He will take his coffee black And alone, though you will observe one day That he will sometimes, surreptitiously sweeten it When he thinks that you aren’t looking
The bad weather of his cigarettes he always putting out Will insinuate their way through his curls And flavour your kitchen In strange tastes and lingering long gone stains
He will dread his hair when he’s anxious Fearful or caught in a bedsit lie Fingertips finding cures for traps in The knots and tangles of escapism
And he will smile.
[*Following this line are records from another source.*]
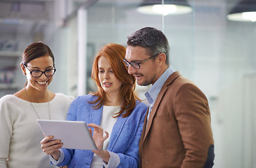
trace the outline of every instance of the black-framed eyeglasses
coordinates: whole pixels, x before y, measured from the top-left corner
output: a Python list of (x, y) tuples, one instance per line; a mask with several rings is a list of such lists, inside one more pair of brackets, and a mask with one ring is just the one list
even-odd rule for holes
[(147, 58), (147, 59), (146, 59), (145, 60), (143, 60), (143, 61), (141, 61), (141, 62), (128, 62), (125, 58), (123, 59), (123, 61), (124, 61), (124, 64), (125, 64), (125, 65), (128, 67), (129, 66), (129, 65), (130, 64), (130, 65), (132, 65), (132, 66), (134, 68), (134, 69), (140, 69), (141, 68), (141, 66), (140, 66), (140, 64), (142, 64), (142, 63), (143, 63), (143, 62), (146, 62), (146, 61), (148, 61), (148, 60), (149, 60), (149, 59), (151, 59), (151, 58), (153, 58), (153, 57), (156, 57), (156, 56), (158, 56), (159, 54), (157, 54), (157, 55), (153, 55), (153, 56), (152, 56), (152, 57), (150, 57), (149, 58)]
[(44, 71), (41, 71), (40, 70), (33, 70), (33, 71), (30, 71), (30, 69), (28, 69), (28, 68), (27, 67), (26, 65), (23, 64), (25, 67), (27, 68), (27, 69), (30, 72), (30, 74), (32, 76), (33, 76), (34, 78), (39, 78), (41, 77), (41, 76), (44, 74), (44, 75), (46, 76), (52, 76), (54, 75), (55, 72), (56, 71), (56, 69), (46, 69)]

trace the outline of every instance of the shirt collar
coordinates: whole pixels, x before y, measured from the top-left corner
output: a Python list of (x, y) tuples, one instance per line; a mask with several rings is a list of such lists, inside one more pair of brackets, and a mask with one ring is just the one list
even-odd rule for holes
[(174, 70), (169, 66), (165, 71), (161, 75), (161, 76), (155, 81), (155, 83), (151, 86), (151, 88), (145, 93), (145, 96), (150, 105), (153, 105), (155, 103), (158, 95), (161, 90), (161, 88), (168, 77), (174, 72)]

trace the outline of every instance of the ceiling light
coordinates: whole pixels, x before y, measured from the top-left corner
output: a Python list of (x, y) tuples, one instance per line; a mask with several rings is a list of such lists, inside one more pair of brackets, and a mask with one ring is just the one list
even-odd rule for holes
[(240, 1), (231, 10), (226, 17), (233, 21), (256, 22), (256, 1)]
[(137, 11), (148, 15), (168, 15), (191, 13), (192, 8), (186, 0), (143, 0)]

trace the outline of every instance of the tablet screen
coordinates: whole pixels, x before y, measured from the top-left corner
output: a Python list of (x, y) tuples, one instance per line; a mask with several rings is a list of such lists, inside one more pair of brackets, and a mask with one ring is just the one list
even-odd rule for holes
[(60, 139), (63, 148), (97, 150), (84, 121), (37, 120), (45, 136)]

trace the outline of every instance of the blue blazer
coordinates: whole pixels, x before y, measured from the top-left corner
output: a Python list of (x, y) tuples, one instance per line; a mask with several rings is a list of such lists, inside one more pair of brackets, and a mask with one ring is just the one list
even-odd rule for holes
[[(103, 106), (94, 109), (91, 102), (96, 96), (91, 94), (77, 97), (71, 104), (67, 115), (68, 120), (85, 121), (87, 124), (101, 124)], [(119, 116), (113, 126), (108, 150), (117, 153), (120, 159), (117, 167), (139, 167), (139, 142), (148, 106), (136, 102), (136, 106), (127, 118)], [(90, 167), (94, 153), (88, 150), (65, 149), (63, 162), (58, 166), (68, 164), (70, 167)]]

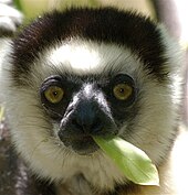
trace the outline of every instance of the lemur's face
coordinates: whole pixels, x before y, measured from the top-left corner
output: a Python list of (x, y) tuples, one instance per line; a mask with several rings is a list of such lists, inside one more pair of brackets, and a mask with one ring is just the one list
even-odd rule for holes
[(82, 173), (101, 187), (124, 181), (92, 136), (122, 137), (161, 162), (178, 101), (164, 33), (113, 9), (52, 13), (21, 33), (4, 91), (13, 141), (35, 172)]

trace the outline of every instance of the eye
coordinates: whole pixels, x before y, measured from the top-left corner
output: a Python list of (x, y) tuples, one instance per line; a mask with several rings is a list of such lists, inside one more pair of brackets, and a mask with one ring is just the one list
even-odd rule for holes
[(116, 99), (118, 100), (126, 100), (128, 99), (133, 94), (133, 87), (128, 84), (117, 84), (113, 88), (113, 94)]
[(59, 86), (50, 86), (45, 89), (44, 96), (51, 104), (58, 104), (63, 99), (64, 90)]

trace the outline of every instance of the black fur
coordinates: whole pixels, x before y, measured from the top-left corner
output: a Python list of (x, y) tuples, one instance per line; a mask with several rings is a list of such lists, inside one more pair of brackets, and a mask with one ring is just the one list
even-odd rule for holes
[[(38, 18), (13, 42), (13, 78), (19, 78), (31, 68), (31, 62), (51, 44), (83, 37), (95, 42), (114, 43), (136, 53), (145, 68), (164, 80), (165, 45), (160, 32), (149, 19), (113, 8), (70, 9), (53, 11)], [(23, 85), (23, 84), (22, 84)]]

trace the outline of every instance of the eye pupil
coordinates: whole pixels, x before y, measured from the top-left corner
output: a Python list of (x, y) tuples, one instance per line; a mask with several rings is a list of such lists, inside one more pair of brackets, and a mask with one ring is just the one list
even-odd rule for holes
[(126, 100), (133, 94), (133, 88), (128, 84), (117, 84), (113, 88), (113, 94), (118, 100)]
[(51, 86), (44, 91), (46, 100), (51, 104), (58, 104), (64, 96), (64, 90), (58, 86)]

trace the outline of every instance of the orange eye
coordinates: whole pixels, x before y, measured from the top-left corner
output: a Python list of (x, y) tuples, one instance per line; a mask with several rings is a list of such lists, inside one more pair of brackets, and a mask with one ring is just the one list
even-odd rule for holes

Absently and presently Nodding in all the sign here dotted lines Murmuring the correct kicked-out-of-home Superlatives to all your wonderful, desperate ideas
Do not trust his put upon grin Do not lose yourself in back alley, bottle-cove Teeth flash and spark, fight or flight smiles He will have put up this defence before
I know he refrains from cruel words and pauses Considers his actions and dismisses his first thoughts as cruel He will look like he’s been caught with one foot Caught in the cookie jar open door
Just because he doesn’t say “*****” doesn’t mean He doesn’t want to. His tongue has sculpted this word well before And the aftermath left him as he called her and apology
This will show control, not concern And this is measured in proven glances Designed to test theories And the limits of his patience
He will wait till he is tucked right into you To let the lodger act fall And he will say this house is his Even if you built it
He will wear an excuse a hundred miles Or until he is next alone, whichever get’s there last He will not last He will not shut the door behind him as he goes
But instead leave a cruel breeze In the shape of abandonment His tenancy touch will not Ask for a deposit back
Nor will he leave you a forwarding address For all your last warning words Undelivered on your tongue
If people are houses then are our lovers lodgers or neighbours, or extensions or lean tos? Perhaps this is true of everyone but the last person you want a lover to end up with is someone just like you, no matter how poor a fit the relationship may have been or if you were the one who ended it, i always find a selfish possessiveness of the grief of breakups.